Ganatra Hammad A, Latifi Samir Q, Baloglu Orkun
Division of Pediatric Critical Care, Cleveland Clinic Children's, Cleveland, OH 44195, USA.
Division of Cardiology and Cardiovascular Medicine, Cleveland Clinic Children's, Cleveland, OH 44195, USA.
Bioengineering (Basel). 2024 Sep 26;11(10):962. doi: 10.3390/bioengineering11100962.
: To develop and validate machine learning models for predicting the length of stay (LOS) in the Pediatric Intensive Care Unit (PICU) using data from the Virtual Pediatric Systems (VPS) database. : A retrospective study was conducted utilizing machine learning (ML) algorithms to analyze and predict PICU LOS based on historical patient data from the VPS database. The study included data from over 100 North American PICUs spanning the years 2015-2020. After excluding entries with missing variables and those indicating recovery from cardiac surgery, the dataset comprised 123,354 patient encounters. Various ML models, including Support Vector Machine, Stochastic Gradient Descent Classifier, K-Nearest Neighbors, Decision Tree, Gradient Boosting, CatBoost, and Recurrent Neural Networks (RNNs), were evaluated for their accuracy in predicting PICU LOS at thresholds of 24 h, 36 h, 48 h, 72 h, 5 days, and 7 days. : Gradient Boosting, CatBoost, and RNN models demonstrated the highest accuracy, particularly at the 36 h and 48 h thresholds, with accuracy rates between 70 and 73%. These results far outperform traditional statistical and existing prediction methods that report accuracy of only around 50%, which is effectively unusable in the practical setting. These models also exhibited balanced performance between sensitivity (up to 74%) and specificity (up to 82%) at these thresholds. : ML models, particularly Gradient Boosting, CatBoost, and RNNs, show moderate effectiveness in predicting PICU LOS with accuracy slightly over 70%, outperforming previously reported human predictions. This suggests potential utility in enhancing resource and staffing management in PICUs. However, further improvements through training on specialized databases can potentially achieve better accuracy and clinical applicability.

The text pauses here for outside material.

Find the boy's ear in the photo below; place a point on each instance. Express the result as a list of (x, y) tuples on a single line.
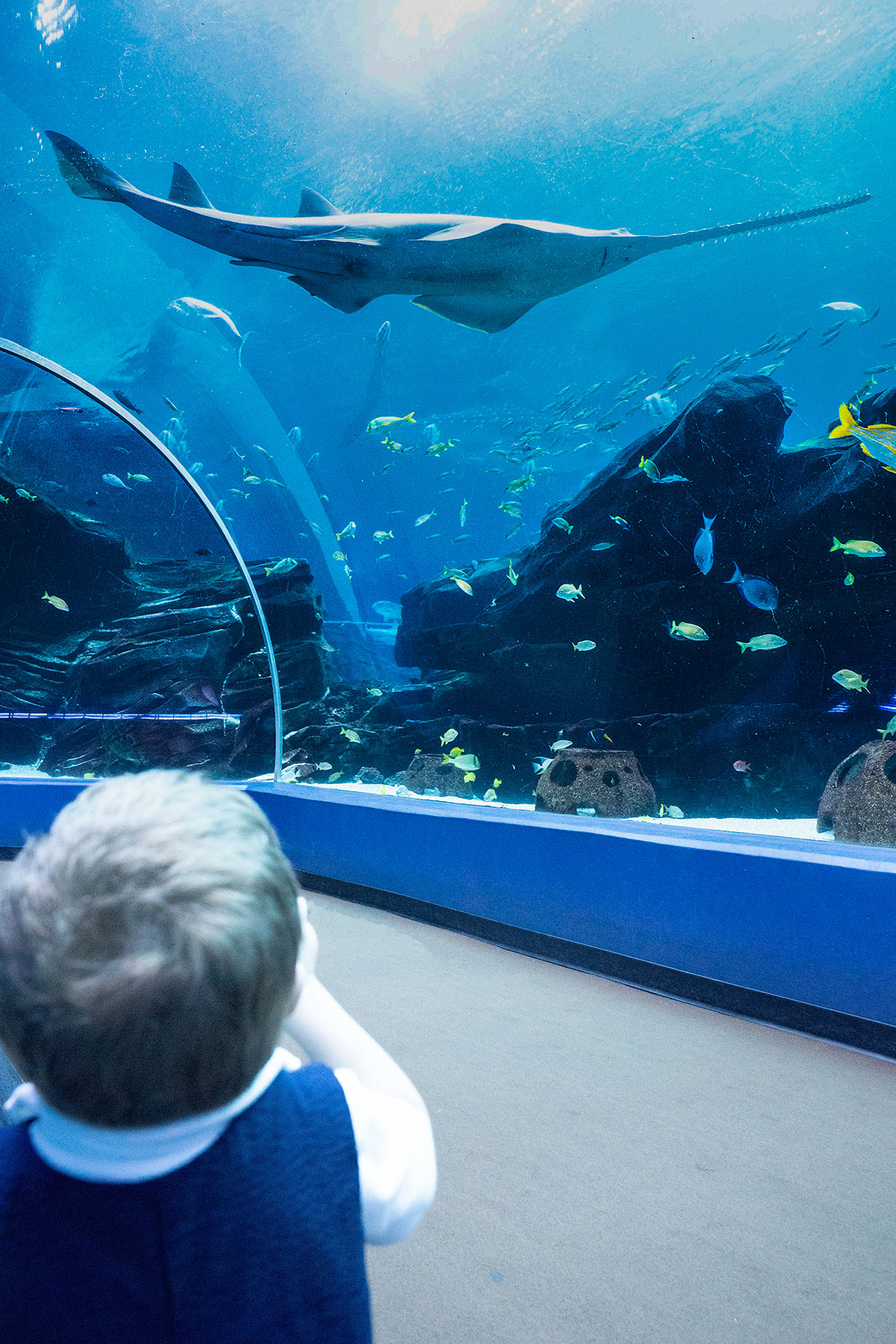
[(299, 984)]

利用虚拟儿科系统(VPS)数据库中的数据,开发并验证用于预测儿科重症监护病房(PICU)住院时间(LOS)的机器学习模型。
进行了一项回顾性研究,利用机器学习(ML)算法,基于VPS数据库中的历史患者数据来分析和预测PICU住院时间。该研究纳入了2015年至2020年期间来自100多个北美PICU的数据。在排除变量缺失的记录以及那些表明已从心脏手术中康复的记录后,数据集包含123354例患者就诊记录。对各种ML模型,包括支持向量机、随机梯度下降分类器、K近邻、决策树、梯度提升、CatBoost和循环神经网络(RNN),在24小时、36小时、48小时、72小时、5天和7天的阈值下预测PICU住院时间的准确性进行了评估。

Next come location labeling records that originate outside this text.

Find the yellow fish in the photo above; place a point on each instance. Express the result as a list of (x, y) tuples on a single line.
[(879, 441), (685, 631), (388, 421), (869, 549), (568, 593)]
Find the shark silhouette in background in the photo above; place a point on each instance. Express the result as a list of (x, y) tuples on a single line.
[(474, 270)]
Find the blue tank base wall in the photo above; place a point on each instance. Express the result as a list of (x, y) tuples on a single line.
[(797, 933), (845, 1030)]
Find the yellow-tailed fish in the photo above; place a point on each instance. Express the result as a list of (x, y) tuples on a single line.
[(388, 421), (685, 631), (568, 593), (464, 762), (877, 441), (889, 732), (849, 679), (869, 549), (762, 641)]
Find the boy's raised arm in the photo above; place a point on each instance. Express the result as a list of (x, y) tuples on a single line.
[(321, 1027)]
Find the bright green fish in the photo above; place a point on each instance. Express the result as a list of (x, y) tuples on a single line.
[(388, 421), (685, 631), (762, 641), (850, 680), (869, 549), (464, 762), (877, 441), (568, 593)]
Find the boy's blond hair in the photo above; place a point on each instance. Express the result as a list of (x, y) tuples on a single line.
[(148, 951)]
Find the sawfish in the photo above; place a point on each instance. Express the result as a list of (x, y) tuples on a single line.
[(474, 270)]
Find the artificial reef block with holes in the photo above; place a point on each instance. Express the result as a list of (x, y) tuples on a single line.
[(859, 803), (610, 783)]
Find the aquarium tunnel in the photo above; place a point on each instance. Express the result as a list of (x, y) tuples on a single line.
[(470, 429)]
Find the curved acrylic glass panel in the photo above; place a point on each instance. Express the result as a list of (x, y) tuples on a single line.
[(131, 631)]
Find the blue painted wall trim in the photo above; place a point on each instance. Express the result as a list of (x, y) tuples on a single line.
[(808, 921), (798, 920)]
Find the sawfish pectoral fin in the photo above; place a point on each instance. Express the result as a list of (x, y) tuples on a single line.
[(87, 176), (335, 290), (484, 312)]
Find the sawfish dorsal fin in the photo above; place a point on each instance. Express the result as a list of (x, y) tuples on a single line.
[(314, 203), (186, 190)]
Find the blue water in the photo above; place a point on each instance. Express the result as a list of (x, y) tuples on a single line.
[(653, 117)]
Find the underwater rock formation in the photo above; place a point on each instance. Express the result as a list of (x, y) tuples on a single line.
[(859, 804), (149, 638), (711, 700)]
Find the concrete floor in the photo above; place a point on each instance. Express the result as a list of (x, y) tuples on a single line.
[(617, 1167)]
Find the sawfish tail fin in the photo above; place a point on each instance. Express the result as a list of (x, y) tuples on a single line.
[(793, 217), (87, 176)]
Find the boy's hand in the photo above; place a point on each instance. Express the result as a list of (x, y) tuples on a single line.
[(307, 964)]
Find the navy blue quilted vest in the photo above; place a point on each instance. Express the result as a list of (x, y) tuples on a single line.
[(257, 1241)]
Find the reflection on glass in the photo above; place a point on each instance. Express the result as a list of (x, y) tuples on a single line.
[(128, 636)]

梯度提升、CatBoost和RNN模型表现出最高的准确性,特别是在36小时和48小时的阈值时,准确率在70%至73%之间。这些结果远远优于传统统计方法和现有的预测方法,后者报告的准确率仅约为50%,在实际应用中几乎无法使用。这些模型在这些阈值下还表现出敏感性(高达74%)和特异性(高达82%)之间的平衡性能。
ML模型,特别是梯度提升、CatBoost和RNN,在预测PICU住院时间方面显示出中等效果,准确率略高于70%,优于先前报道的人工预测。这表明在加强PICU的资源和人员配置管理方面具有潜在用途。然而,通过在专门数据库上进行训练进一步改进可能会实现更高的准确性和临床适用性。